Meinicke Peter
Department of Bioinformatics, Institute of Microbiology and Genetics, Georg-August-University Göttingen, Germany.
BMC Genomics. 2009 Sep 2;10:409. doi: 10.1186/1471-2164-10-409.
Functional profiling is a key technique to characterize and compare the functional potential of entire genomes. The estimation of profiles according to an assignment of sequences to functional categories is a computationally expensive task because it requires the comparison of all protein sequences from a genome with a usually large database of annotated sequences or sequence families.
Based on machine learning techniques for Pfam domain detection, the UFO web server for ultra-fast functional profiling allows researchers to process large protein sequence collections instantaneously. Besides the frequencies of Pfam and GO categories, the user also obtains the sequence specific assignments to Pfam domain families. In addition, a comparison with existing genomes provides dissimilarity scores with respect to 821 reference proteomes. Considering the underlying UFO domain detection, the results on 206 test genomes indicate a high sensitivity of the approach. In comparison with current state-of-the-art HMMs, the runtime measurements show a considerable speed up in the range of four orders of magnitude. For an average size prokaryotic genome, the computation of a functional profile together with its comparison typically requires about 10 seconds of processing time.

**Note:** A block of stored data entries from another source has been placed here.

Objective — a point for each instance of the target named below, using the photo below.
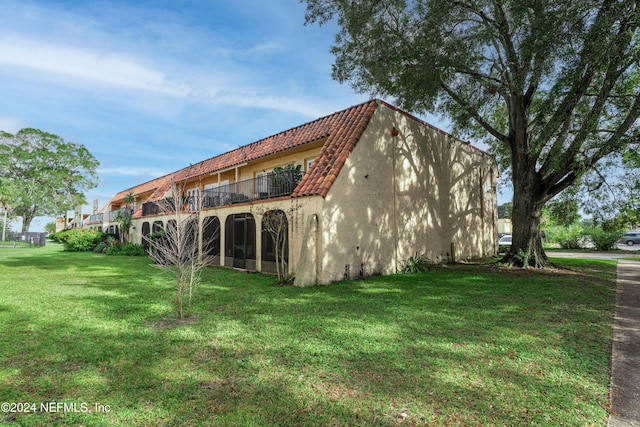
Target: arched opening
(211, 240)
(157, 226)
(275, 243)
(146, 230)
(240, 241)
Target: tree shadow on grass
(438, 348)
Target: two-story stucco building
(363, 189)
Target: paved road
(593, 255)
(625, 351)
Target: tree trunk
(528, 200)
(26, 222)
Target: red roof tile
(341, 130)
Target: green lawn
(463, 345)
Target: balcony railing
(267, 186)
(123, 213)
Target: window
(309, 163)
(216, 194)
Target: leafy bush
(130, 249)
(603, 240)
(79, 239)
(100, 248)
(416, 264)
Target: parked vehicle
(631, 238)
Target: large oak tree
(554, 84)
(42, 174)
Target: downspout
(482, 214)
(394, 134)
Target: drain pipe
(394, 134)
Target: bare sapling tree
(275, 223)
(175, 250)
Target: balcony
(267, 186)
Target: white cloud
(132, 171)
(105, 68)
(10, 124)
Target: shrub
(100, 248)
(416, 264)
(603, 240)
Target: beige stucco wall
(418, 192)
(298, 212)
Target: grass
(462, 345)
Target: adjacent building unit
(362, 189)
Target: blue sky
(152, 86)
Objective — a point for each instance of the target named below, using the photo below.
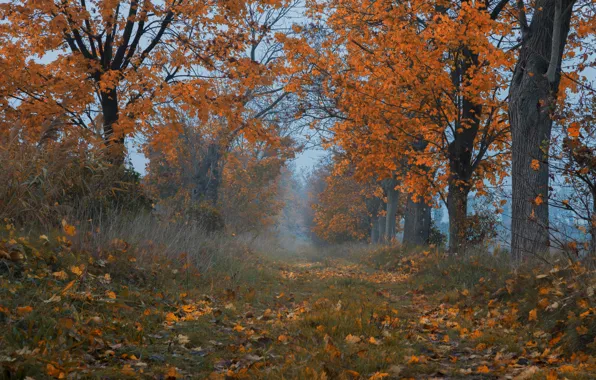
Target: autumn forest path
(341, 319)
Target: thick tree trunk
(457, 205)
(532, 97)
(208, 176)
(374, 231)
(382, 229)
(113, 139)
(373, 206)
(417, 223)
(392, 202)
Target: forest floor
(370, 316)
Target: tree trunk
(532, 98)
(382, 231)
(114, 140)
(593, 226)
(457, 205)
(392, 202)
(374, 231)
(208, 176)
(417, 223)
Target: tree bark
(532, 98)
(114, 140)
(417, 223)
(208, 176)
(374, 231)
(382, 231)
(392, 202)
(457, 205)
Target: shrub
(42, 184)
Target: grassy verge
(216, 307)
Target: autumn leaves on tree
(430, 92)
(423, 103)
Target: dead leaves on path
(339, 270)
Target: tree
(419, 71)
(532, 103)
(109, 66)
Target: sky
(304, 161)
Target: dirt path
(343, 320)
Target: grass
(167, 305)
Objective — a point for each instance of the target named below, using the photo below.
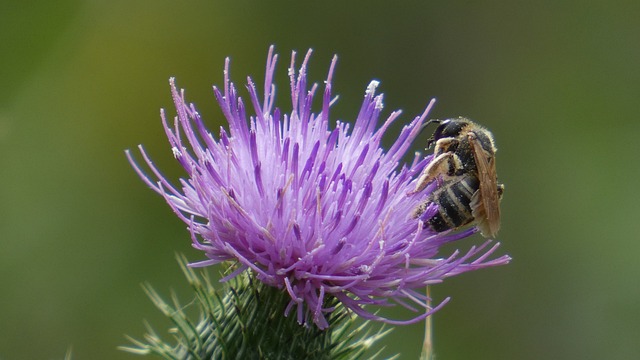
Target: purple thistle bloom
(314, 209)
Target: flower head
(313, 206)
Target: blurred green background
(557, 82)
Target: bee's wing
(485, 204)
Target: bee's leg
(438, 166)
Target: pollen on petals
(313, 206)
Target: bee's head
(447, 128)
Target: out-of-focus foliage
(556, 82)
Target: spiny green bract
(244, 320)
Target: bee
(464, 161)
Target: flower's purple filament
(311, 207)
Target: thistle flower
(316, 210)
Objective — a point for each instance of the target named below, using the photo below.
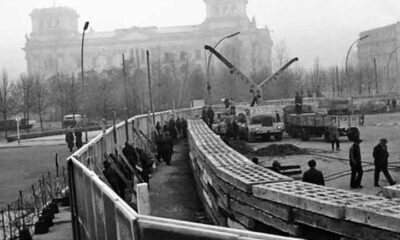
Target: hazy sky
(310, 28)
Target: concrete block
(272, 208)
(310, 197)
(292, 229)
(234, 224)
(342, 227)
(392, 191)
(384, 214)
(246, 175)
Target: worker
(313, 175)
(69, 138)
(355, 164)
(333, 132)
(223, 131)
(381, 156)
(114, 179)
(298, 101)
(210, 116)
(276, 167)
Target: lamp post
(347, 59)
(390, 59)
(209, 61)
(83, 79)
(18, 119)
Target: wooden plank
(341, 227)
(143, 199)
(275, 209)
(244, 220)
(269, 220)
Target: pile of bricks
(238, 193)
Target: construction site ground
(335, 165)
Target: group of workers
(167, 136)
(73, 135)
(380, 155)
(226, 125)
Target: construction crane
(255, 89)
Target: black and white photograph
(200, 119)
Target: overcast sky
(310, 28)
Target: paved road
(172, 189)
(50, 140)
(377, 126)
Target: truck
(256, 120)
(260, 121)
(315, 123)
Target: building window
(182, 56)
(168, 57)
(198, 54)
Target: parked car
(72, 120)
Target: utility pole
(338, 88)
(150, 95)
(125, 86)
(376, 76)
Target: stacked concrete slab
(238, 193)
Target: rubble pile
(280, 150)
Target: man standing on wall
(381, 156)
(355, 164)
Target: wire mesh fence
(20, 216)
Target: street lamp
(83, 79)
(18, 120)
(347, 59)
(209, 60)
(390, 59)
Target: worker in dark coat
(313, 175)
(355, 164)
(69, 138)
(333, 132)
(167, 147)
(78, 138)
(172, 129)
(114, 179)
(210, 117)
(381, 156)
(130, 154)
(298, 101)
(184, 128)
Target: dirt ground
(332, 164)
(21, 167)
(172, 189)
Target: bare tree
(41, 99)
(25, 91)
(7, 101)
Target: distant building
(381, 49)
(55, 41)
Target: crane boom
(277, 73)
(234, 70)
(255, 89)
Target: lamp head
(86, 26)
(232, 35)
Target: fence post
(3, 224)
(73, 201)
(143, 199)
(51, 185)
(9, 221)
(22, 209)
(35, 200)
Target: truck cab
(261, 121)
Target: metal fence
(26, 210)
(99, 213)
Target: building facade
(378, 57)
(55, 41)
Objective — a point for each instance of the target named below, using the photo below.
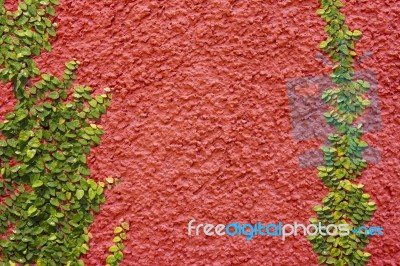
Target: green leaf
(54, 95)
(31, 210)
(111, 259)
(357, 33)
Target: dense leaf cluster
(49, 198)
(346, 202)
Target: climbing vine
(346, 203)
(48, 198)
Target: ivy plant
(50, 198)
(346, 202)
(117, 249)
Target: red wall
(199, 126)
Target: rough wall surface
(199, 126)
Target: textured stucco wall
(199, 125)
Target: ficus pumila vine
(346, 202)
(48, 197)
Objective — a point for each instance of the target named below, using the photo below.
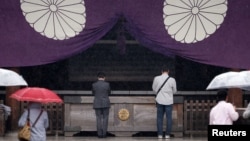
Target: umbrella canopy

For the first time the UFO web server makes it possible to get a quick overview on the functional inventory of newly sequenced organisms. The genome scale comparison with a large number of precomputed profiles allows a first guess about functionally related organisms. The service is freely available and does not require user registration or specification of a valid email address.
功能分析是表征和比较整个基因组功能潜力的关键技术。根据序列到功能类别的分配来估计图谱是一项计算成本高昂的任务,因为它需要将基因组中的所有蛋白质序列与通常庞大的注释序列或序列家族数据库进行比较。
基于用于检测Pfam结构域的机器学习技术,用于超快速功能分析的UFO网络服务器使研究人员能够即时处理大型蛋白质序列集合。除了Pfam和GO类别的频率外,用户还能获得序列到Pfam结构域家族的特定分配。此外,与现有基因组的比较提供了相对于821个参考蛋白质组的差异分数。考虑到基础的UFO结构域检测,对206个测试基因组的结果表明该方法具有很高的灵敏度。与当前最先进的隐马尔可夫模型(HMM)相比,运行时测量显示速度有了显著提升,达到了四个数量级。对于平均大小的原核基因组,计算功能图谱及其比较通常需要大约10秒的处理时间。
UFO网络服务器首次使人们能够快速了解新测序生物体的功能清单。与大量预先计算的图谱进行基因组规模的比较,可以初步推测功能相关的生物体。该服务免费提供,无需用户注册或提供有效的电子邮件地址。